今やビジネスシーンで成功できるかどうかは、「データ」をいかに活用するかにかかっていると言っても過言ではない。
テクノロジーの発展によって私たちの生活が便利になっただけでなく、私たちの行動・言動一つ一つがデータとして蓄積されるようになった。そして、その膨大なデータの塊である「ビックデータ」とAIを活用して、「テック企業」と呼ばれる企業たちが時代の最先端を切り拓いている。

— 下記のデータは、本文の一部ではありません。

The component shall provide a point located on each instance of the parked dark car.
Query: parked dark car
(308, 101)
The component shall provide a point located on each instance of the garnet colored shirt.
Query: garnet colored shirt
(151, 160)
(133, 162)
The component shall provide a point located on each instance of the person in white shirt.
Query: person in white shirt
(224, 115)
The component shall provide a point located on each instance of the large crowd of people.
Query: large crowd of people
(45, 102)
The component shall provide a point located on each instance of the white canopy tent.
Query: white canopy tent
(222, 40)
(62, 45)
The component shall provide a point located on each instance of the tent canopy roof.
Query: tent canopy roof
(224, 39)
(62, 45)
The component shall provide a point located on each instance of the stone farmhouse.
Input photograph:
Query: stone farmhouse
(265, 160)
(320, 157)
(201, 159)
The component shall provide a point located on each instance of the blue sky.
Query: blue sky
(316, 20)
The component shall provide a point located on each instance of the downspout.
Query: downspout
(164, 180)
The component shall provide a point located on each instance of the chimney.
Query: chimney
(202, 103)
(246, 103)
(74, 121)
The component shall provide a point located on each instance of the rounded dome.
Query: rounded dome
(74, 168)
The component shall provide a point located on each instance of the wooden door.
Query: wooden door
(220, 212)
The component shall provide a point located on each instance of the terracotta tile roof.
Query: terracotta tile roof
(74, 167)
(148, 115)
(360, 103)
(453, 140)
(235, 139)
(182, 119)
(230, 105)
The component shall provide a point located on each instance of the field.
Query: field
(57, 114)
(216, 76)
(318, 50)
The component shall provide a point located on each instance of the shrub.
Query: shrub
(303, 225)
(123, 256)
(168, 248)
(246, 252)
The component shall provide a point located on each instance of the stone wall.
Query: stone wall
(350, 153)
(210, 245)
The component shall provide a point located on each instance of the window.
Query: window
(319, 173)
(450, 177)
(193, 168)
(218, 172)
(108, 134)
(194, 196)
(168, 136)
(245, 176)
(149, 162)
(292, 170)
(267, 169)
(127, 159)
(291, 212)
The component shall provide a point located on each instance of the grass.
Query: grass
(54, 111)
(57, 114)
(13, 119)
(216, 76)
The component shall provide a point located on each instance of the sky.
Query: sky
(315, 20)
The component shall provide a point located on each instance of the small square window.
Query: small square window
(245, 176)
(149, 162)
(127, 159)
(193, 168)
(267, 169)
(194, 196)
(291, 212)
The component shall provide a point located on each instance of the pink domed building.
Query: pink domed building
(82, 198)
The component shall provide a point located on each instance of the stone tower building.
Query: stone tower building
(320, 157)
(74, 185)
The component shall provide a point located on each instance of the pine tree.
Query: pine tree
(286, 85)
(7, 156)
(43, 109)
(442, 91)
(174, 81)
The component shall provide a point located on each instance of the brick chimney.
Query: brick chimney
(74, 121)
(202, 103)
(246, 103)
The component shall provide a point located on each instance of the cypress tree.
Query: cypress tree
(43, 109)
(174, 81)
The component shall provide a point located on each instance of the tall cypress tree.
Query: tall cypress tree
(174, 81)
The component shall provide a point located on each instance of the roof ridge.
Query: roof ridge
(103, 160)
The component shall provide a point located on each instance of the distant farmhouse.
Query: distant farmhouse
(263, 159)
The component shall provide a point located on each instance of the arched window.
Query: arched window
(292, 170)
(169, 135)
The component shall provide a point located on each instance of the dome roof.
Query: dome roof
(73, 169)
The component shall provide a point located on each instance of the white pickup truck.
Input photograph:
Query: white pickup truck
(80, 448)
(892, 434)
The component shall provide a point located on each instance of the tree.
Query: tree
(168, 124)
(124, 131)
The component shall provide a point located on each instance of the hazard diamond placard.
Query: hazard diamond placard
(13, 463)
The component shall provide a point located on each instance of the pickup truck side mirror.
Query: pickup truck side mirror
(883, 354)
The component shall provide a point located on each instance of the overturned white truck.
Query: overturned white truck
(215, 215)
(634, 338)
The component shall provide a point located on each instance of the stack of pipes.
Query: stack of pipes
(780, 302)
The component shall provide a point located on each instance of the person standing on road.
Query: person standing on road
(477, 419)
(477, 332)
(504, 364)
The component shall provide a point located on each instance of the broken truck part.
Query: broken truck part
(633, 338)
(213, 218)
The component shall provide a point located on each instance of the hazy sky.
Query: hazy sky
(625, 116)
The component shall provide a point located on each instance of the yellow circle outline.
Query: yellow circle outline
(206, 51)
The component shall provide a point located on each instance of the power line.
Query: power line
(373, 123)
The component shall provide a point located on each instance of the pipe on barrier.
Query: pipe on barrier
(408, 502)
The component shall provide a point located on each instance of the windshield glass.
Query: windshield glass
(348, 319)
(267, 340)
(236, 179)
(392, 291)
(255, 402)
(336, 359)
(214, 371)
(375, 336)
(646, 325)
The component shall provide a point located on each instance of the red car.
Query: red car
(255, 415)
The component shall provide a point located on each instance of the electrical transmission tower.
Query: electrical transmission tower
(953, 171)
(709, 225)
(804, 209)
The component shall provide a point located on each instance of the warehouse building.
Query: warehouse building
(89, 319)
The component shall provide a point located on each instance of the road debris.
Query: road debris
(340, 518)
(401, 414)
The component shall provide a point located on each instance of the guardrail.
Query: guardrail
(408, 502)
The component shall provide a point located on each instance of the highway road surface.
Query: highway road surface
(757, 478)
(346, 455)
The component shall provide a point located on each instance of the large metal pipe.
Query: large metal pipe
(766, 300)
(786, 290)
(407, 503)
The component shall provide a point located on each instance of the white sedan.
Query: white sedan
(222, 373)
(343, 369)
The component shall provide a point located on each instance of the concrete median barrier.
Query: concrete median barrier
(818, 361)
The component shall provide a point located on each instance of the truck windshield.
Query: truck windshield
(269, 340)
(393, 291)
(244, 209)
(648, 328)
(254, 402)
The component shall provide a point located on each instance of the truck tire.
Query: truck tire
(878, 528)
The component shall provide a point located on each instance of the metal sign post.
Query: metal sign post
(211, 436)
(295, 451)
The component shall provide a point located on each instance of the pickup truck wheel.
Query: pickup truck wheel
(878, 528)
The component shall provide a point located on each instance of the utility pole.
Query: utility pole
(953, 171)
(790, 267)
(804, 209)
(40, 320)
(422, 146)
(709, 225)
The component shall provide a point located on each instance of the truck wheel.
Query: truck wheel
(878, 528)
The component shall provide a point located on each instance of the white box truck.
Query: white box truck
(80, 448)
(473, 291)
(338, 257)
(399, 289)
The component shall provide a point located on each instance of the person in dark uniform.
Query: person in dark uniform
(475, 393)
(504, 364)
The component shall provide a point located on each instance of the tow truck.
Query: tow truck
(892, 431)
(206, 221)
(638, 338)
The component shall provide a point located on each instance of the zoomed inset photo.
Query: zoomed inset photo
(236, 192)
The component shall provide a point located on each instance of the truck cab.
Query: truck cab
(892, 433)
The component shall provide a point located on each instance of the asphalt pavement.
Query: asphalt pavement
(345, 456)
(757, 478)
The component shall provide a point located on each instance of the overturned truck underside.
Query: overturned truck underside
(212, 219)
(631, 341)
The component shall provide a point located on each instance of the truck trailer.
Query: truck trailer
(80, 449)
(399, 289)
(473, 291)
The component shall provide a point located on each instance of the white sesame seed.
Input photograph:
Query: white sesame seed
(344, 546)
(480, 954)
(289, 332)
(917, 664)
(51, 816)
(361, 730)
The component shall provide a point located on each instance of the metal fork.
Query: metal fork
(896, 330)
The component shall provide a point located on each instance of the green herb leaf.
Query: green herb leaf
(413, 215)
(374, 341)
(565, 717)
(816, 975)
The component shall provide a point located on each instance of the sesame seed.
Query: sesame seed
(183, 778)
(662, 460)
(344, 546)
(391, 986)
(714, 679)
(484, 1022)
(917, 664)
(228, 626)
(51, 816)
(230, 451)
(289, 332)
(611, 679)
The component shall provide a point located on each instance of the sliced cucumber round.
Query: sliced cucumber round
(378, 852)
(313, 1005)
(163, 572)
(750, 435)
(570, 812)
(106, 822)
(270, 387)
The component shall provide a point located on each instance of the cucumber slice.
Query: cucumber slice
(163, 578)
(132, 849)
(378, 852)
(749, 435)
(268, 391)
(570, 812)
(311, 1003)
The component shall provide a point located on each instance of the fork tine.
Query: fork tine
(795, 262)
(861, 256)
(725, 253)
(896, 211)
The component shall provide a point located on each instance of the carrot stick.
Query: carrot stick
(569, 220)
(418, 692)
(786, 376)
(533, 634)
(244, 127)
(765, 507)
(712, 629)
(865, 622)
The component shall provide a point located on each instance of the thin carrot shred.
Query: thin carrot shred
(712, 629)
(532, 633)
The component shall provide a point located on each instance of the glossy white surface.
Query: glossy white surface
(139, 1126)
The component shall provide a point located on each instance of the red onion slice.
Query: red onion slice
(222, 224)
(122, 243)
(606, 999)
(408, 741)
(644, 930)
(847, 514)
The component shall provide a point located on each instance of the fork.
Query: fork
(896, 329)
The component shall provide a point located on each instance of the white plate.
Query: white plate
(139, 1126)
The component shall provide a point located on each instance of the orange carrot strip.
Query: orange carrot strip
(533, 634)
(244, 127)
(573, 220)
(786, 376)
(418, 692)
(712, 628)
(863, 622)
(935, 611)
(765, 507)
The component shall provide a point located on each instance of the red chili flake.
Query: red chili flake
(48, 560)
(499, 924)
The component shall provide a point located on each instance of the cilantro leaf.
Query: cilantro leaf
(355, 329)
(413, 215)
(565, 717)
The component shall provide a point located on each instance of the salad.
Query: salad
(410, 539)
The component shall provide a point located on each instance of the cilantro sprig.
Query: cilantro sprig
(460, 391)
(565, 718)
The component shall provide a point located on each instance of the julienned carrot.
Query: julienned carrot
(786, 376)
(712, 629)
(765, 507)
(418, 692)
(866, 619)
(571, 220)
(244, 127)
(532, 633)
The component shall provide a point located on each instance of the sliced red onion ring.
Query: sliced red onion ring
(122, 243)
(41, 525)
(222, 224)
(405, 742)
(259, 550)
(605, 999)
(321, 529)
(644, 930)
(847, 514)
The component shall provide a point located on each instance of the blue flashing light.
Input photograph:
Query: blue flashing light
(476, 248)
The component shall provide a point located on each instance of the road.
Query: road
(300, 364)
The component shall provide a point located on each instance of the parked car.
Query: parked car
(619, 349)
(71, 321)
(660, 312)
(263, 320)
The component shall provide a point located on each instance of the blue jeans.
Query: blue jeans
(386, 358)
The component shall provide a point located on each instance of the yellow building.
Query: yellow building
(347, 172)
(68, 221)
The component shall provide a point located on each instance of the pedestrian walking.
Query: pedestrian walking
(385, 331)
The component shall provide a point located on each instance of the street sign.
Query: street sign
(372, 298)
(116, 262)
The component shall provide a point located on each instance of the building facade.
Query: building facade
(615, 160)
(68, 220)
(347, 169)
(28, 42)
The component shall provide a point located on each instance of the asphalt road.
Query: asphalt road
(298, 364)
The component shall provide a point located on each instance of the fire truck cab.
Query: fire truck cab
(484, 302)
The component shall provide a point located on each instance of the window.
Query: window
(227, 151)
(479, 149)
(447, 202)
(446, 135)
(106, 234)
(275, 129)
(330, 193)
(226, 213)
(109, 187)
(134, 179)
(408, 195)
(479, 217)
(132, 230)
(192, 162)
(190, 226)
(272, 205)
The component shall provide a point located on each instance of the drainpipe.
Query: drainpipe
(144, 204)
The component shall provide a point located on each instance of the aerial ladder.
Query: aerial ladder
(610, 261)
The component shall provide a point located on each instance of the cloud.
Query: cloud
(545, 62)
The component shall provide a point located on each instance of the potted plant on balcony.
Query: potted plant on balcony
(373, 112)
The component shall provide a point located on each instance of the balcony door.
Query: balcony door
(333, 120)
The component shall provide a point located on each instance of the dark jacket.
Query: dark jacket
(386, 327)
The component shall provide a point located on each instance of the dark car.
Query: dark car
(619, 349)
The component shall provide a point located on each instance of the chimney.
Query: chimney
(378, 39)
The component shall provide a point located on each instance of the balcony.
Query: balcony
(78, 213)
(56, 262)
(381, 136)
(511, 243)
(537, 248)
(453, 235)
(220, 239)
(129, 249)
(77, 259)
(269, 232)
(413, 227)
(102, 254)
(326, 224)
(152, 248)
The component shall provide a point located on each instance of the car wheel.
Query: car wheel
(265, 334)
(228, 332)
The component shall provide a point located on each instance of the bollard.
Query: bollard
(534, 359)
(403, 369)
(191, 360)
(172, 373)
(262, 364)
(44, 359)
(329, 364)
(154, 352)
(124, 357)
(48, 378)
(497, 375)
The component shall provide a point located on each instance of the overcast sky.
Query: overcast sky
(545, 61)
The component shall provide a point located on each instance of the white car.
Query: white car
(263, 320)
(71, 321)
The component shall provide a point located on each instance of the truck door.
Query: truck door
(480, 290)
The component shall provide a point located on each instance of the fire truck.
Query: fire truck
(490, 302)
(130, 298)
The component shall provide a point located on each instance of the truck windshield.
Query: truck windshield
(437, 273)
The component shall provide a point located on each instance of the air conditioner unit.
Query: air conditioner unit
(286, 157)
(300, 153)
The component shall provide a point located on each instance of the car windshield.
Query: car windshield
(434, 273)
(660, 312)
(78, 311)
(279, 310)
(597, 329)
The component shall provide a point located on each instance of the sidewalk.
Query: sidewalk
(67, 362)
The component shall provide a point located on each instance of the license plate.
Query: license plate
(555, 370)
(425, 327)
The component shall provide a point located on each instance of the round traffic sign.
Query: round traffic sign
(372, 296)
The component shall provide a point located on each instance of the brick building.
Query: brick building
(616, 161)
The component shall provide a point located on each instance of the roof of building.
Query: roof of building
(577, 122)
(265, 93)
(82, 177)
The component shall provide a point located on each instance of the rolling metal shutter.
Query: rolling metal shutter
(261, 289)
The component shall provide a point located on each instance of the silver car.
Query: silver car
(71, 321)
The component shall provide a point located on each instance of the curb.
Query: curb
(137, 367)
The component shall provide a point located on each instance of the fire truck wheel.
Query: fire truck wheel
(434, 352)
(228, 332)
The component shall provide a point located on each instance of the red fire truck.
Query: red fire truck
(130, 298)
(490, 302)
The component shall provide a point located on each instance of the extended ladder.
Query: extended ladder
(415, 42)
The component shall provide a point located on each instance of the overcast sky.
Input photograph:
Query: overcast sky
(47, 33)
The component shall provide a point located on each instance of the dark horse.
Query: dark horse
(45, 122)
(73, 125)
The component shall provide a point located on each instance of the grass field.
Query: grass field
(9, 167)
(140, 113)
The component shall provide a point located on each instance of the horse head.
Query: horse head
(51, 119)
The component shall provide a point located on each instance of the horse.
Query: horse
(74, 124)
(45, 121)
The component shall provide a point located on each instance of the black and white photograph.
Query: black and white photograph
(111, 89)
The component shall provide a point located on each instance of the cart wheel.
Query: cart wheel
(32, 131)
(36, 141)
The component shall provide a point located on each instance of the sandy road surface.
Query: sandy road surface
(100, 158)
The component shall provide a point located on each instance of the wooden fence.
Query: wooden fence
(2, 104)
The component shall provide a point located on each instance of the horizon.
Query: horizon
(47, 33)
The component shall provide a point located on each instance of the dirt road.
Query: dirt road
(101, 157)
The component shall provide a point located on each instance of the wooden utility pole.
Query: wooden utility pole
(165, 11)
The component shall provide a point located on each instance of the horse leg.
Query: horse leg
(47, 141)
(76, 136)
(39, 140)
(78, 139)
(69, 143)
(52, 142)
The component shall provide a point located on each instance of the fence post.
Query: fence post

この新世界において、データ活用に遅れをとることは致命的だ。ビジネスの流れに追いつけなくなってしまい、イノベーションも生み出せなくなる。これは企業にとって大きなリスクである。
では、最先端の企業はどのようにデータを活用しているのだろうか?
ここでは、『世界標準のデータ戦略完全ガイド』(バーナード・マー著、山本真麻訳、翔泳社刊)から、いくつかの企業や業界の興味深い成功例に触れ、いかにデータ戦略がビジネスに好循環をもたらすかをのぞいてみよう。
■「顧客を理解する」顧客に対する理解が進めば、顧客のニーズをより的確に捉えられるようになるということは、あらゆるビジネスの基本だ。その顧客理解はデータによってもたらされる。大手テック企業が世界最大手となり、桁外れの影響力を持つ存在になれたのは、データを使って人間を理解したからである。
では、具体的にどのようにデータを活用して顧客を理解しているのか。
●Netflix
本書で成功事例の一つとして挙げられているのが、動画配信サービス「Netflix」だ。
登録会員は2億人超。映画やテレビについて、世界中のオーディエンスの視聴習慣を把握し、過去に評判の良かったテレビ番組のデータを使用して、「完璧なテレビ番組」を制作。ドラマシリーズ『ハウス・オブ・カード 野望の階段』として配信された。
もちろん、顧客を熱狂させる映画リスト作成や、次に見るべき番組や映画といったことにも活用されているが、データからコンテンツを制作するという試みは興味深い。